Optimistic planet numbers
The optimistic model above identifies ~4500 planets around stars in the Candidate Target List, split into planet radius in Figure 1. For stars with V magnitude brighter than 12, the authors predict the detection of 1317 small planets. If 20% of these are amenable to radial velocity follow up, this would triple the number of small planets with measured masses and exceed the TESS main science objective of identifying 50 small planets with measurable masses.
Predicting planet numbers means astronomers can plan the amount of follow up observations necessary to confirm planets. Not all transit-like signals will be due to transiting planets, they may be caused by instrumental effects or astrophysical false positives, such as deep eclipsing binary signals blended to give shallower transits, especially with multiple stars on the same pixel. Today’s paper predicts for every true planet found there will be one astrophysical false positive in the 2 minute cadence data and 5.5 astrophysical false positives in the full frame images.
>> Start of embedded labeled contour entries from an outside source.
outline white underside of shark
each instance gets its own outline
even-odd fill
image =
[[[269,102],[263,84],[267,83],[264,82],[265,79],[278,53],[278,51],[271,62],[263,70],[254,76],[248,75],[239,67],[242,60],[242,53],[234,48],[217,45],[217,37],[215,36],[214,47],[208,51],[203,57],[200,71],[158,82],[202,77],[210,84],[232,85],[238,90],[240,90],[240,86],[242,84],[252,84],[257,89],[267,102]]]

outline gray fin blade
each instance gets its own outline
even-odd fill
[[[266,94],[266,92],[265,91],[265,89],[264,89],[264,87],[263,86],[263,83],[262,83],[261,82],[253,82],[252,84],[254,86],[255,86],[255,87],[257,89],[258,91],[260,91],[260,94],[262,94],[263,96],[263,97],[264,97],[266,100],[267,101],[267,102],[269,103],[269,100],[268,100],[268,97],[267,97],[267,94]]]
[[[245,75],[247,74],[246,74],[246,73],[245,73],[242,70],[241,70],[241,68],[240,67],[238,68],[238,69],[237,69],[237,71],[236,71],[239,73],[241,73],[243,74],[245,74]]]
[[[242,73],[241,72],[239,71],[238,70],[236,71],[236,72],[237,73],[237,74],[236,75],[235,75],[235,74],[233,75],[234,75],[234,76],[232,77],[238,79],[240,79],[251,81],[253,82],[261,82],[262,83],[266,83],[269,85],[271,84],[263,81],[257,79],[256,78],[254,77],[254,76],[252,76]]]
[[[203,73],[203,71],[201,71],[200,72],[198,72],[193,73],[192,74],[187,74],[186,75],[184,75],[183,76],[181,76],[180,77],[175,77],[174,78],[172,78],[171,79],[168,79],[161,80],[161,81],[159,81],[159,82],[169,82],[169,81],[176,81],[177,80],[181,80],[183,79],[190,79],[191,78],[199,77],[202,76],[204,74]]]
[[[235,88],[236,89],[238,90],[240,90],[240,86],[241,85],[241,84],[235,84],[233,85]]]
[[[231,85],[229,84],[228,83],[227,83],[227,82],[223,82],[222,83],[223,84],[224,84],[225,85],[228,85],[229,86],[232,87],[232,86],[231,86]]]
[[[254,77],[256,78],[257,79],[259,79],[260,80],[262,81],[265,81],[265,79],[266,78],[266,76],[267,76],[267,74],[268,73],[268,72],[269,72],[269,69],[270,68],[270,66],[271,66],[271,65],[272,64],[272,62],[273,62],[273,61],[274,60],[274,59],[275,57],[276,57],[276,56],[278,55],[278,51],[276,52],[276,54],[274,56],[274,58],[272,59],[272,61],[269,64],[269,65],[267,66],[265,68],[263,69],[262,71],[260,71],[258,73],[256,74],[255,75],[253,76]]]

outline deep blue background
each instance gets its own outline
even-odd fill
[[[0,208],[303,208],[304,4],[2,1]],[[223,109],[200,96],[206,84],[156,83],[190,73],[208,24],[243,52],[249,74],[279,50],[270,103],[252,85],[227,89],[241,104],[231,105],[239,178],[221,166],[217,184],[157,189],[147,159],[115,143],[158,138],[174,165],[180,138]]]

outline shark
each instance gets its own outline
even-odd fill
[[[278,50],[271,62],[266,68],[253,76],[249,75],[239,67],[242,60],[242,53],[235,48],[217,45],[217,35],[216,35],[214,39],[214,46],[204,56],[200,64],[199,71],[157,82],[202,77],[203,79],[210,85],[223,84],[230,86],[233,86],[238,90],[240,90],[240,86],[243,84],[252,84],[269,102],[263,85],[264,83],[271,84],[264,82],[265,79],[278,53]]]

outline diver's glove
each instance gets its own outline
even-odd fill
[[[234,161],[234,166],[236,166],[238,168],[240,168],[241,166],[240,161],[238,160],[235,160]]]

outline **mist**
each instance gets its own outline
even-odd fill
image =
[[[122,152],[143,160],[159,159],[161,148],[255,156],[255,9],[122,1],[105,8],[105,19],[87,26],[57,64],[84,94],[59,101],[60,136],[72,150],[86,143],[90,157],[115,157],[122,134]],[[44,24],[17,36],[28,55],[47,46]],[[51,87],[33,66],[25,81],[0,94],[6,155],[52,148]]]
More conservative planet numbers
Identifying planets based on fewer than three transits and detecting all planets with SNR ≥ 7.3 is very difficult. The Kepler Space Telescope is capable of identifying planets from one or two transits in K2 data, but only with additional investment of limited space-based follow up or in cases where other planets had already been discovered around that star. Analysis of Kepler data found that below SNR= 8-10, there were many spurious detections, so typically only targets with SNR > 12 were followed up.
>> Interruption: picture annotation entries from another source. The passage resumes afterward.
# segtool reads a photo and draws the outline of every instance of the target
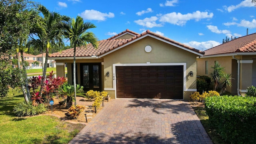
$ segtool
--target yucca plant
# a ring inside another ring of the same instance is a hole
[[[222,83],[223,84],[222,87],[220,90],[220,94],[225,93],[227,90],[227,86],[231,87],[232,83],[231,83],[231,74],[223,74],[223,82]],[[234,78],[233,78],[234,79]]]
[[[85,94],[84,92],[84,87],[78,84],[76,88],[76,96],[84,96]],[[66,82],[58,89],[58,91],[59,94],[67,96],[67,108],[69,108],[72,106],[73,97],[75,96],[74,85]]]
[[[218,62],[215,62],[214,65],[211,68],[213,70],[210,74],[210,76],[214,82],[213,89],[214,90],[216,90],[221,81],[221,78],[223,76],[224,68],[220,67],[220,65]]]

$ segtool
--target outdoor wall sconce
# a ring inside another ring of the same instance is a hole
[[[194,75],[194,73],[193,73],[193,72],[190,71],[189,73],[190,74],[190,76],[193,77],[193,75]]]

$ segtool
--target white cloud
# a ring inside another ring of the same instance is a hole
[[[238,20],[236,18],[235,18],[235,17],[233,17],[232,18],[232,20],[233,21],[237,21]]]
[[[159,5],[160,6],[176,6],[174,4],[177,4],[178,2],[178,0],[166,0],[165,2],[165,3],[164,4],[160,4]]]
[[[184,43],[184,44],[197,49],[204,51],[214,46],[218,46],[221,44],[214,40],[209,40],[202,42],[191,41],[188,43]]]
[[[212,25],[208,25],[206,26],[208,29],[212,31],[212,32],[216,33],[216,34],[226,34],[226,35],[227,34],[229,34],[231,33],[230,32],[229,30],[220,30],[218,28],[218,27],[217,26],[214,26]]]
[[[254,4],[252,3],[251,0],[243,0],[238,4],[236,6],[231,5],[227,7],[226,6],[224,6],[224,8],[225,10],[227,10],[228,12],[230,12],[233,11],[235,10],[236,9],[244,7],[250,7],[254,6]]]
[[[198,21],[203,18],[211,18],[213,16],[213,13],[212,12],[201,12],[198,10],[192,13],[185,14],[173,12],[161,16],[159,21],[182,26],[185,25],[187,21],[189,20],[194,19],[196,21]]]
[[[68,7],[67,4],[66,4],[65,2],[58,2],[58,5],[60,7],[64,8],[67,8]]]
[[[150,28],[152,28],[154,27],[163,26],[162,24],[156,24],[156,21],[158,19],[158,18],[156,16],[152,16],[149,18],[146,18],[143,20],[134,20],[134,22],[139,25]]]
[[[163,33],[160,32],[159,32],[158,31],[157,31],[157,30],[156,31],[156,32],[154,32],[156,34],[159,34],[159,35],[160,35],[160,36],[164,36],[164,34]]]
[[[120,12],[120,14],[121,15],[125,15],[125,13],[123,12]]]
[[[151,8],[148,8],[146,10],[142,10],[141,12],[137,12],[136,13],[136,14],[137,14],[138,16],[141,16],[142,15],[144,14],[149,13],[149,12],[153,12],[153,10],[152,10],[152,9],[151,9]]]
[[[94,10],[85,10],[78,15],[85,20],[102,21],[105,20],[107,18],[112,18],[115,16],[114,13],[112,12],[104,13]]]
[[[240,23],[235,22],[228,22],[223,23],[226,26],[236,25],[238,26],[244,27],[251,28],[256,28],[256,20],[253,19],[251,22],[245,20],[242,20],[240,21]]]
[[[108,35],[108,36],[115,36],[117,34],[117,33],[115,32],[108,32],[107,33],[105,34],[105,35]]]

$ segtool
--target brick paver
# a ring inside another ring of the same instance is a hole
[[[118,99],[106,104],[70,144],[212,143],[185,102]]]

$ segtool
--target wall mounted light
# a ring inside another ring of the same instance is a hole
[[[190,71],[189,73],[190,74],[190,76],[193,77],[193,75],[194,75],[194,73],[193,73],[193,72]]]

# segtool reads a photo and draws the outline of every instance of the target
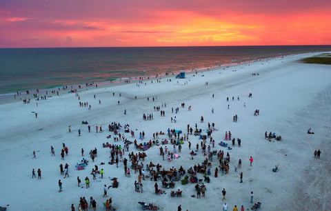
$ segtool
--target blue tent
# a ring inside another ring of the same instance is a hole
[[[181,71],[179,74],[176,76],[176,79],[185,79],[185,72]]]

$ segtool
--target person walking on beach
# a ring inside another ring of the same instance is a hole
[[[60,190],[59,190],[59,192],[61,192],[62,191],[62,183],[61,182],[61,179],[59,179],[59,188],[60,188]]]
[[[228,205],[226,204],[226,202],[223,205],[223,210],[228,211]]]
[[[81,187],[81,179],[79,179],[79,177],[77,177],[77,182],[78,182],[78,187]]]
[[[88,177],[85,179],[85,183],[86,183],[86,188],[90,188],[90,179]]]
[[[62,165],[62,163],[61,163],[59,167],[60,167],[60,174],[61,174],[61,175],[64,175],[63,165]]]
[[[66,174],[65,174],[63,178],[66,178],[66,177],[69,177],[69,174],[68,173],[68,168],[66,168],[64,169],[64,172],[65,172]]]
[[[107,197],[107,186],[106,185],[103,186],[103,197]]]
[[[222,194],[223,194],[223,199],[222,199],[222,201],[224,201],[225,200],[225,194],[226,194],[226,191],[225,191],[225,188],[223,188],[223,190],[222,190]]]
[[[40,168],[38,169],[38,179],[41,179],[41,170],[40,170]]]

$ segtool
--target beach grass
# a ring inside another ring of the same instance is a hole
[[[305,58],[301,61],[308,63],[331,65],[331,54],[322,54],[317,57]]]

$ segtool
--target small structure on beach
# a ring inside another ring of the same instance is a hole
[[[181,71],[179,74],[176,76],[176,79],[185,79],[185,72]]]

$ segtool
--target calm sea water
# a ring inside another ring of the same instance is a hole
[[[0,49],[0,94],[330,50],[331,46]]]

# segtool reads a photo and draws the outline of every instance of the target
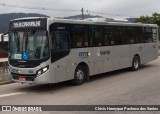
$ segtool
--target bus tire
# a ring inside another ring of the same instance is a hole
[[[86,75],[87,75],[87,71],[85,67],[83,67],[82,65],[78,65],[74,73],[73,84],[74,85],[83,84],[86,79]]]
[[[140,68],[140,58],[139,56],[134,56],[131,69],[133,71],[137,71],[139,68]]]

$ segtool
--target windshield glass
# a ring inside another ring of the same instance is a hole
[[[46,31],[9,33],[9,58],[19,60],[37,60],[49,57],[49,45]]]

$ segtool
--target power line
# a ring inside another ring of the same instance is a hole
[[[73,9],[54,9],[54,8],[45,8],[45,7],[27,7],[27,6],[18,6],[18,5],[11,5],[6,3],[0,3],[0,6],[3,7],[13,7],[13,8],[24,8],[24,9],[34,9],[34,10],[50,10],[50,11],[57,11],[57,12],[82,12],[82,19],[84,19],[84,8],[81,10],[73,10]],[[103,12],[97,12],[97,11],[90,11],[86,10],[87,13],[94,13],[98,15],[107,15],[107,16],[116,16],[116,17],[134,17],[134,16],[128,16],[128,15],[119,15],[119,14],[111,14],[111,13],[103,13]]]
[[[14,8],[24,8],[24,9],[36,9],[36,10],[51,10],[51,11],[62,11],[62,12],[78,12],[80,10],[71,10],[71,9],[53,9],[53,8],[45,8],[45,7],[26,7],[26,6],[18,6],[18,5],[10,5],[5,3],[0,3],[0,6],[4,7],[14,7]]]

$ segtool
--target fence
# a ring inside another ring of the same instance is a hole
[[[8,75],[8,62],[0,62],[0,82],[10,80]]]

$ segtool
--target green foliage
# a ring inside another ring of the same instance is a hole
[[[142,22],[147,24],[157,24],[159,26],[159,36],[160,36],[160,14],[153,13],[152,16],[140,16],[136,19],[136,22]]]

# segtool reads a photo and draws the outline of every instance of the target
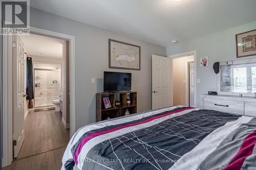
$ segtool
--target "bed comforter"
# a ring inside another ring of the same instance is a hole
[[[256,118],[178,106],[93,124],[62,169],[256,169]]]

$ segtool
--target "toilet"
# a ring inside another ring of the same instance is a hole
[[[54,100],[52,103],[55,105],[55,111],[59,112],[59,100]]]

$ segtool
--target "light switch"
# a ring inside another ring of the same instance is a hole
[[[92,78],[91,79],[91,83],[95,84],[95,78]]]

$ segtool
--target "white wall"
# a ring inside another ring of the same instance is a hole
[[[26,46],[26,44],[25,44]],[[53,58],[48,57],[41,57],[33,55],[29,55],[29,57],[32,58],[33,62],[40,62],[43,63],[61,64],[62,58]]]
[[[152,55],[166,56],[165,47],[33,8],[30,19],[32,27],[75,36],[77,129],[95,122],[95,93],[103,91],[103,71],[132,72],[132,90],[138,92],[138,111],[151,109]],[[141,70],[109,68],[109,38],[141,46]],[[91,84],[91,78],[96,78],[95,84]]]
[[[237,59],[236,34],[255,29],[256,21],[187,42],[181,42],[166,48],[167,56],[197,51],[197,76],[201,80],[201,83],[197,84],[197,107],[200,106],[201,94],[207,93],[208,91],[218,91],[217,77],[212,68],[214,63]],[[205,56],[209,57],[209,67],[200,67],[200,58]]]

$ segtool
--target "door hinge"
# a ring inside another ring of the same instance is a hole
[[[12,41],[12,47],[16,48],[16,46],[17,46],[17,43],[16,43],[16,42]]]
[[[17,145],[17,140],[13,140],[12,141],[12,145],[13,146],[16,146]]]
In their conservative model, removing planets with fewer than three transits or SNR < 10 reduced the number of planets detected by 60%, as seen in Figure 2. The number of small planets detected around stars brighter than V = 12 halved to 621. The number of habitable zone planets smaller than 2 Earth radii drops to just 6.
Adding to James Webb Space Telescope targets
Any small planets detected by TESS may identify new targets for atmospheric characterisation with the James Webb Space Telescope (JWST). Figure 3 shows simulated TESS planets greatly increase the number of known small nearby planets, some of which should be amenable to atmospheric characterisation. The authors estimate on the order of ten super-Earth planets could be found around bright M3 stars in the optimistic habitable zone, adding to JWST’s sample of temperate worlds.
Today’s paper will be useful for planning follow up strategies and for identifying potential numbers of planets found in TESS 2 minute cadence data and full frame images. This is the first paper to predict planets based on the stars most likely to be observed from the Candidate Target List rather than simulated star populations. Where the authors also considered the hotter, fainter, giant or more crowded stars TESS would observe (excluded from the Candidate Target List) planet number estimates increased to 16,000. However the higher labour intensity to follow up and much higher rates of false positives mean few of these are likely to be confirmed.
Today’s paper shows that TESS should greatly add to the numbers of known small nearby planets which we should be able to investigate further. Now we just need to find them!